Most people are familiar with probiotics: beneficial bacteria essential for healthy digestive and immune health. What you might not be as well-versed in is prebiotics, which have received less attention but play an equally important role in your digestive tract.
While there are many prebiotics on the market, colostrum is quickly becoming one of the most talked-about. But why?
What are Prebiotics?
Simply put, prebiotics are non-digestible carbohydrates (AKA, fiber). They are naturally present in many high-fiber foods and (similarly to other types of fiber) pass through the upper part of your GI tract without being digested, then through the small intestines, and are finally fermented in the colon by your body’s gut bacteria – think of prebiotics as food for the good bacteria in your gut.
The most well-known type of prebiotic is a compound called an oligosaccharide, which comes in the form of fructo-oligosaccharides and galacto-oligosaccharides. Other prebiotics include inulin and oligofructose. Just like dietary fiber, prebiotics occur naturally in produce such as garlic, Jerusalem artichokes, asparagus, onions, and bananas.
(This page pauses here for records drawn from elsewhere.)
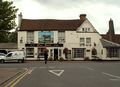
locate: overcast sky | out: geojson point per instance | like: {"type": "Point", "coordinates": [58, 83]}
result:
{"type": "Point", "coordinates": [98, 12]}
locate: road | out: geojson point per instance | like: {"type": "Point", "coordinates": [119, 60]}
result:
{"type": "Point", "coordinates": [67, 74]}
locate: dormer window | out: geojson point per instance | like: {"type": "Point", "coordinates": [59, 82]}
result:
{"type": "Point", "coordinates": [83, 29]}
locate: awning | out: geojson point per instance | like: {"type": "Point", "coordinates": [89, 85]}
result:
{"type": "Point", "coordinates": [108, 44]}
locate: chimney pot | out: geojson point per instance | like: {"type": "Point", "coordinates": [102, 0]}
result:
{"type": "Point", "coordinates": [82, 17]}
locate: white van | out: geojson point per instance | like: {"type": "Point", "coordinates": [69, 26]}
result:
{"type": "Point", "coordinates": [18, 56]}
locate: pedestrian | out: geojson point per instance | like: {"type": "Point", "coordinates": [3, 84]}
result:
{"type": "Point", "coordinates": [45, 55]}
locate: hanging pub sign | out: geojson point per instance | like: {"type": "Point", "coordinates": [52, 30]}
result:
{"type": "Point", "coordinates": [44, 45]}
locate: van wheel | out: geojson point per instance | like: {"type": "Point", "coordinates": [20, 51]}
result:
{"type": "Point", "coordinates": [20, 61]}
{"type": "Point", "coordinates": [2, 61]}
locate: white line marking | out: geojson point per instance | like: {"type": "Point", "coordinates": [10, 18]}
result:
{"type": "Point", "coordinates": [111, 75]}
{"type": "Point", "coordinates": [114, 79]}
{"type": "Point", "coordinates": [51, 67]}
{"type": "Point", "coordinates": [87, 68]}
{"type": "Point", "coordinates": [42, 67]}
{"type": "Point", "coordinates": [56, 72]}
{"type": "Point", "coordinates": [30, 71]}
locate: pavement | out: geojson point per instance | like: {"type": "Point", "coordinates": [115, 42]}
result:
{"type": "Point", "coordinates": [8, 73]}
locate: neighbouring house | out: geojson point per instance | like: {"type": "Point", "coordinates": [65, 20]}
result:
{"type": "Point", "coordinates": [6, 47]}
{"type": "Point", "coordinates": [75, 39]}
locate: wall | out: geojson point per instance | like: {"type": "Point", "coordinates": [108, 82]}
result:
{"type": "Point", "coordinates": [22, 34]}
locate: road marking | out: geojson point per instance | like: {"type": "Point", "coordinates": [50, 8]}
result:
{"type": "Point", "coordinates": [56, 72]}
{"type": "Point", "coordinates": [30, 71]}
{"type": "Point", "coordinates": [88, 68]}
{"type": "Point", "coordinates": [114, 79]}
{"type": "Point", "coordinates": [111, 75]}
{"type": "Point", "coordinates": [17, 79]}
{"type": "Point", "coordinates": [51, 67]}
{"type": "Point", "coordinates": [42, 67]}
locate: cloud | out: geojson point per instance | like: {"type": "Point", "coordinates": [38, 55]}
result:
{"type": "Point", "coordinates": [60, 4]}
{"type": "Point", "coordinates": [98, 12]}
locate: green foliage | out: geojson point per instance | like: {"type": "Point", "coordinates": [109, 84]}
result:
{"type": "Point", "coordinates": [61, 59]}
{"type": "Point", "coordinates": [7, 19]}
{"type": "Point", "coordinates": [50, 58]}
{"type": "Point", "coordinates": [13, 37]}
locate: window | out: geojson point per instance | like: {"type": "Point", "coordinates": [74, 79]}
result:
{"type": "Point", "coordinates": [78, 53]}
{"type": "Point", "coordinates": [30, 52]}
{"type": "Point", "coordinates": [45, 37]}
{"type": "Point", "coordinates": [88, 41]}
{"type": "Point", "coordinates": [113, 52]}
{"type": "Point", "coordinates": [9, 55]}
{"type": "Point", "coordinates": [83, 29]}
{"type": "Point", "coordinates": [82, 41]}
{"type": "Point", "coordinates": [86, 29]}
{"type": "Point", "coordinates": [61, 36]}
{"type": "Point", "coordinates": [51, 52]}
{"type": "Point", "coordinates": [60, 52]}
{"type": "Point", "coordinates": [30, 37]}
Prebiotics are also added to many foods; yogurts, cereals, breads, and drinks can all be found with added prebiotics.
Prebiotics vs. Probiotics
Both prebiotics and probiotics work together to maintain the health and balance of our microbiome (the trillions of bacteria that live in our body and play a major role in our health). While taking probiotics (in food or supplement form) replenishes our gut with beneficial bacteria, prebiotics are essential for those bacteria to feed on. Prebiotics help to nourish the beneficial bacteria that are present in your gut.
Why Colostrum is a Powerful Prebiotic
While colostrum doesn’t fit into the exact same definition of a prebiotic offered above, it contains many health-promoting compounds that are essential for allowing probiotics to carry out their role in the body. Colostrum contains important growth factors that help healthy bacteria to thrive in the gut, along with its impressive myriad of nutrients and immune factors.
Best Ways to Incorporate Colostrum into Your Diet
Colostrum is most often taken as bovine colostrum and comes in powder and capsule form. Colostrum is considered safe for most, although if you are allergic to dairy, proceed with caution when taking bovine colostrum or ask your doctor. Learn more about colostrum here.
By focusing your diet on pre and probiotic-rich foods and compounds and making sure that high-quality colostrum is included, you can support your body’s overall health and function.